Artistes qui voulez plaire & toucher, soyez donc persuadés que les figures qui grimacent, soit pour paroître avoir des graces, soit pour joüer l’expression, sont aussi rebutantes dans vos ouvrages aux yeux équitables d’un spectateur instruit, que les caracteres faux sont odieux dans la société pour les honnêtes gens.

Je sai que vous pouvez m’objecter que presque toutes les expressions que vous envisagez autour de vous sont ou chargées ou feintes, que presque tout ce qu’on appelle grace est affectation & grimace : ce sont-là des obstacles qui s’opposent au progrès de l’art ; il faut les connoître, & sans perdre le tems à s’en plaindre, mettre ses efforts à les surmonter.

Refléchissez, pénétrez-vous des sujets que vous traitez, descendez en vous-mêmes, & cherchez-y cette naïveté des graces, cette franchise des passions, que l’intérêt que vous avez à les saisir, vous fera trouver.

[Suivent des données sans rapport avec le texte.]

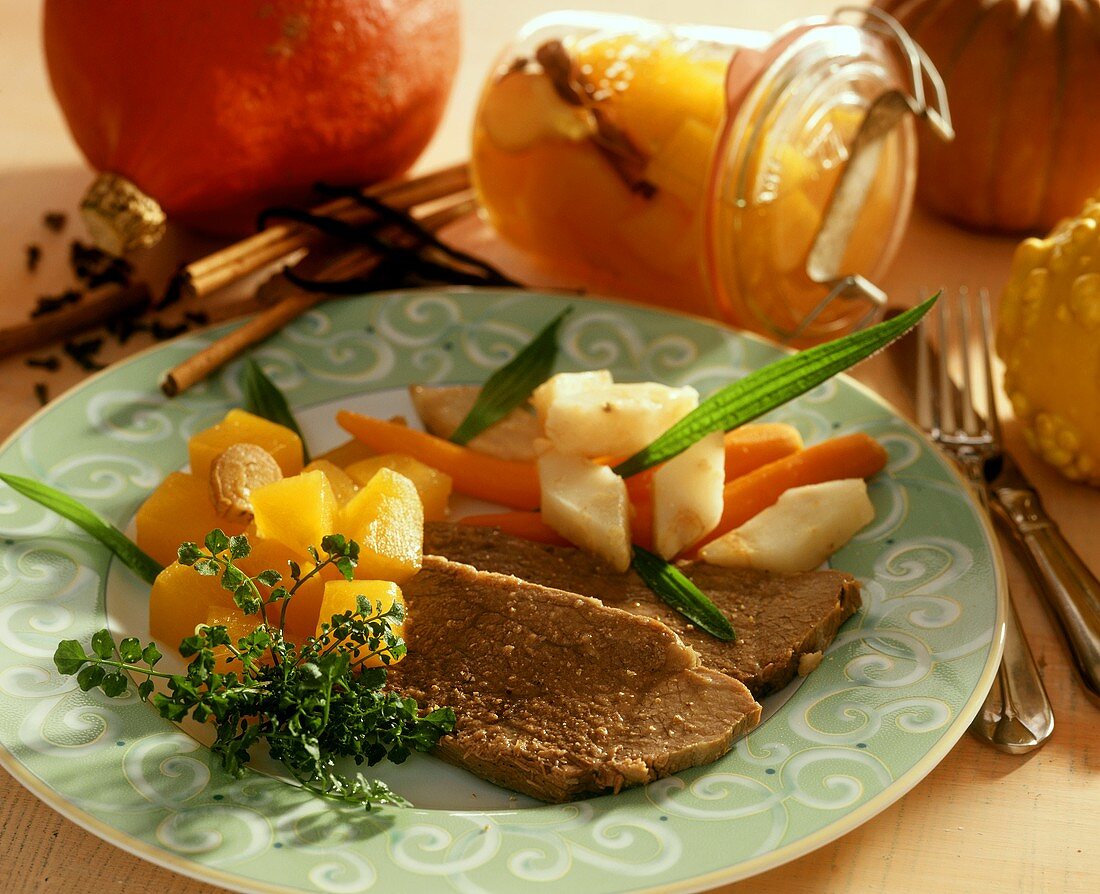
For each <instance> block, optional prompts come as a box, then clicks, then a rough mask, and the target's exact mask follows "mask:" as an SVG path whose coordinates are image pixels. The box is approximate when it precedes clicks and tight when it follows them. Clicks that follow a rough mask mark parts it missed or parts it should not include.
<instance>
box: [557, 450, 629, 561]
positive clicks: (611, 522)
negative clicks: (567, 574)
mask: <svg viewBox="0 0 1100 894" xmlns="http://www.w3.org/2000/svg"><path fill="white" fill-rule="evenodd" d="M541 443H542V444H543V445H546V446H547V450H546V451H544V452H543V453H542V454H541V455H540V456H539V459H538V467H539V484H540V486H541V488H542V507H541V509H542V520H543V521H544V522H546V523H547V525H549V526H550V527H551V528H552V529H553V530H555V531H557V532H558V533H560V534H561V536H562V537H564V538H565V539H566V540H569V541H570V542H571V543H574V544H576V545H577V547H580V548H581V549H582V550H586V551H587V552H590V553H593V554H595V555H598V556H599V558H601V559H603V560H604V561H605V562H607V563H608V564H609V565H610V566H612V567H614V569H615V570H616V571H626V570H627V569H628V567H629V566H630V503H629V500H628V499H627V494H626V482H625V481H623V478H620V477H619V476H618V475H616V474H615V473H614V472H612V471H610V468H608V467H607V466H606V465H597V464H596V463H593V462H592V461H591V460H586V459H584V457H583V456H575V455H571V454H566V453H561V452H559V451H557V450H554V449H553V448H551V446H549V445H548V444H547V442H541Z"/></svg>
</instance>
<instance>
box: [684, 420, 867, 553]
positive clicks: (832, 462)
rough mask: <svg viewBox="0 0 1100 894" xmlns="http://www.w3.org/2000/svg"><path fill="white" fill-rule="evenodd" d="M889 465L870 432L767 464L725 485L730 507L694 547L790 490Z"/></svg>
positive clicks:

Un intérêt mal-entendu qu’on envisage apparemment dans la société, à se tromper les uns & les autres, y introduit l’affectation des grimaces ; celui que vous avez à ne vous pas séduire vous-mêmes, vous fera dévoiler la vérité.

Etudiez les grands modeles, ils ne doivent leur réputation & leur gloire qu’à la simplicité & à la vérité ; plus ils sont exempts de grimace, plus leur réputation doit augmenter.

Lisez aussi & relisez continuellement le petit nombre d’auteurs anciens, dans lesquels la simplicité de l’imitation triomphe des usages, des préjugés, des modes, des mœurs & des tems. Article de M. Watelet.